To sum it up: The first decade of doing agile development uncovered some key areas. First, your development team needs to be autonomous, yet aligned with the business in terms of goals and quality. Second, managing technical debt is important, as debt interferes with quality and poses a potential risk. Third, monitor the flow of customer value; that is, make sure you listen to the customer to minimize reworking code. Make sure the stakeholder is satisfied and has input, from idea to production.
(Related: How to plug into DevOps)
These are largely viewed today as essential to agile development. But Guckenheimer said the Microsoft developer division found four more “essentials” to moving from agile development into DevOps.
He started with the backlog, saying it is merely a set of hypotheses and beliefs rather than a form of requirements. The hypotheses need to be turned into experiments, which provide the data that can either substantiate or refute the hypotheses. “Learning leads to the next set of hypotheses. It’s not a random walk; it’s not a set guesswork; it’s a set of rigorous tests of beliefs using data to match against the beliefs,” he said.
Guckenheimer shared this story: “We had a signup experience for Visual Studio Team Services. We asked for your identity, we asked you to set up a project, and then we had all these other tiles that informed you about what else you could do. And we were not at all happy with the conversion rate through this screen. So we set up an experiment where we diverted some of the traffic to a new experience. We had a Web version and we have an experience where you sign up through the Visual Studio IDE. In the IDE, we had an instant 7x bump on the new experience for signups from the IDE. On the Web, we had about a 50% bump. But we discovered by the comparison to the IDE that…we were pumping a bunch more traffic to the Web, essentially routing a large volume of unqualified leads in. We want to turn off that extra traffic, and when we did, we get to a 3x improvement on the Web. And of course we went to the new experience based on those results.”
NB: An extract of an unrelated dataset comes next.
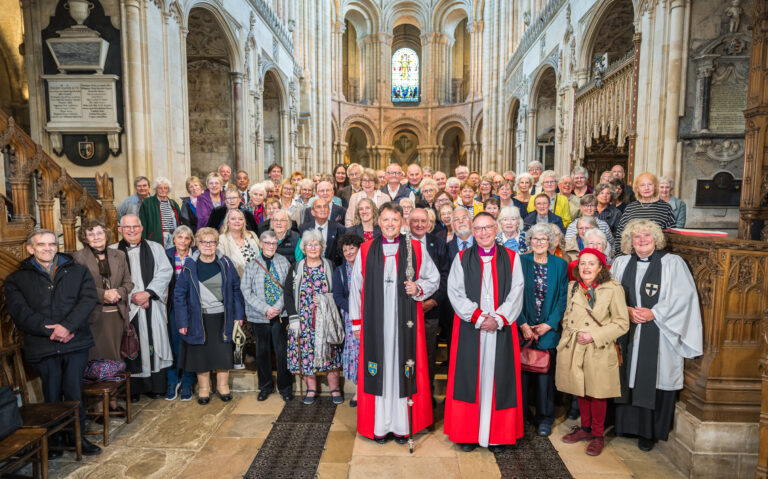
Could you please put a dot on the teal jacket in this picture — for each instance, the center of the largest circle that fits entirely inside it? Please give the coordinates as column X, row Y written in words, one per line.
column 554, row 300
We could do that, he said, because we gather evidence in production. That’s the next essential habit. He said the Microsoft team gathered business-related data (conversions), but also gathered data for troubleshooting, as well as performance metrics, live-site issues that affect end users, and the number of times needed to communicate and mitigate issues. Precise alerting is key to fast issue detection on live sites, he noted, but it’s something people struggle with. You need a production-first mindset.
“We had these Tier 1 people in our service delivery team who were triaging lots of alerts,” said Guckenheimer. “They were looking at 40 or 50 alerts and trying to find which one is the real source of the problem. Based on that, they would contact the responsible individual, the developer on the feature crew who was responsible. He needs to be on the bridge in five minutes if it’s work hours, and 15 minutes if it’s outside of work hours.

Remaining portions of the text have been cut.